Back at the house, Shavonda, a slim, nice-looking black girl, is saying: "MJ is just so funny.' Her evidence for that theory is never disclosed. Sarah says to her, "I have a crush on him so bad. I think he's really serious with Ashley. He just doesn't want to talk about it". She then goes on to say in confessional: "Ashley has a very unrealistic view of what MJ is ready for, in terms of relationships right now." Who Ashley is, we have to guess. What Sarah knows about Ashley, we don't know. What she knows about what MJ is ready for, we don't know. What we're doing watching this crap, we don't know. There's a lot of mystery about the whole thing at this stage.

Sarah next goes on a rambling discourse on how this girlfriend of MJ's that she's never met and never talked to needs to be more 'understanding', then mumbles even more unintelligible nonsense that includes a bunch of phrases chosen apparently at random - one was "not feeling bad about it in the morning". She ends by saying that she will be aggressive about something, because "that's just the way I am". Although she can't bring herself to make sense, I think it's possible to decipher an intention to go after MJ aggressively, and with no regard for the fabled Ashley - who Sarah is apparently persuaded should pick up Sarah's thought waves and surrender MJ to her gracefully.

'I think Landon's much cuter, though,' Sarah ends, still sticking with the lack-of-sense theme, after her paen of praise to the red-featured MJ. Shavonda emphatically gasps in agreement, joins Sarah in mumbling unintelligibly for a sentence or so, then confessionals that if she may have a crush on Landon, and feels she's being unfaithful to her boyfriend in doing so.

Landon, whom we haven't seen much until now, is shown jumping on Shavonda's bed. Or at least a bed that has Shavonda in it.
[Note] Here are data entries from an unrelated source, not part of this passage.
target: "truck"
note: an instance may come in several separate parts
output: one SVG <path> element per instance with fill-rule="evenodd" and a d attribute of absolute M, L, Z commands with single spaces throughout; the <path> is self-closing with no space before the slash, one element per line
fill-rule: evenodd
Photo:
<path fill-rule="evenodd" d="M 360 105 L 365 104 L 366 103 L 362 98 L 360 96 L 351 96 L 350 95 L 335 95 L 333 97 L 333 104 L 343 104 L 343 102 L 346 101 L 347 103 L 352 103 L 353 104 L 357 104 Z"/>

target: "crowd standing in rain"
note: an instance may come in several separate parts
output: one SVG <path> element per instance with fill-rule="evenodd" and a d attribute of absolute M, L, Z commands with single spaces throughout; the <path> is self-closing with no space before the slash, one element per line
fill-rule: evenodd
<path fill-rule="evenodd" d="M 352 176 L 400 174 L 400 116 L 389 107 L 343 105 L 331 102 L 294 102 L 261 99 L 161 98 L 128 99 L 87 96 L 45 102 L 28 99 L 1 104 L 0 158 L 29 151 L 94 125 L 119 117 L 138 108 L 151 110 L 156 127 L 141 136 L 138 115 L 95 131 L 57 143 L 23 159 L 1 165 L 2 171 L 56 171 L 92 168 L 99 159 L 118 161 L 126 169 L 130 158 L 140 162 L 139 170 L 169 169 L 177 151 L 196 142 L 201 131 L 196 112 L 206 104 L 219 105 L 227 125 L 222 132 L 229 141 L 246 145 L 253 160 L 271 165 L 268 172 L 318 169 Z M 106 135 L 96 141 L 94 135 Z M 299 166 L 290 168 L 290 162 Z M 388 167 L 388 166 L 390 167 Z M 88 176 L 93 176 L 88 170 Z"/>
She squeals and protests - all together - unintelligibly.

(A note about the sound. Maybe it's just my advancing age, but I couldn't understand half of what the youngsters - especially the women - said during the episode. I guess MTV figure it's not really necessary to hear most of what these morons say, but it sure is annoying if you're supposed to summarize what's going on. It's like watching a bunch of younger, better-looking Miltons from 'Office Space'. They could all be mumbling about their plan to set the house on fire - they're all capable of this, I’m sure - and we'd never know it.)

Meanwhile, Landon examines a picture of Shavonda and her boyfriend. He says: "I don't see you with a dude like this," despite the fact that the picture is right in front of his face. As for the rest of us, we don't see Shavonda with the jerry-curled, wide-mouthed twat that is Landon. Shavonda responds, "What do you see me with? And don't say NBA basketball player." She must have gone out with NBA players often, and is fed-up with them.

Shavonda in confessional then says - about her boyfriend named Sean - "Sean is like the perfect boyfriend. I've grown so dependant on him, mainly because he wants to take care of me. I have not been able to let go yet." So he's the perfect boyfriend, but she wants to let go of him. Something is wrong with this picture, but if we insert some idiocy... Viola! It all makes sense!

Landon is continuing to belabor his point about the photograph. "This guy must be like, how did I ever get a chick like this?" he continues, dragging out a dead horse and beginning to finger a whip. In confessional, he says, "I think this process is going to put a lot of strain on Shavondra's relationship." And he's obviously planning to be a large part of this 'process'.

He begins beating on the deceased equine. "He's just like a punk," he says.
"A punk rocker," Shavonda responds. "But at the same time, he's like hip-hop."
"If you walked into a hip-hop club," Landon says, "It would be like..." he mimes someone looking first at Shavonda, then at someone at her side: "Hot black chick. What are you doing here?"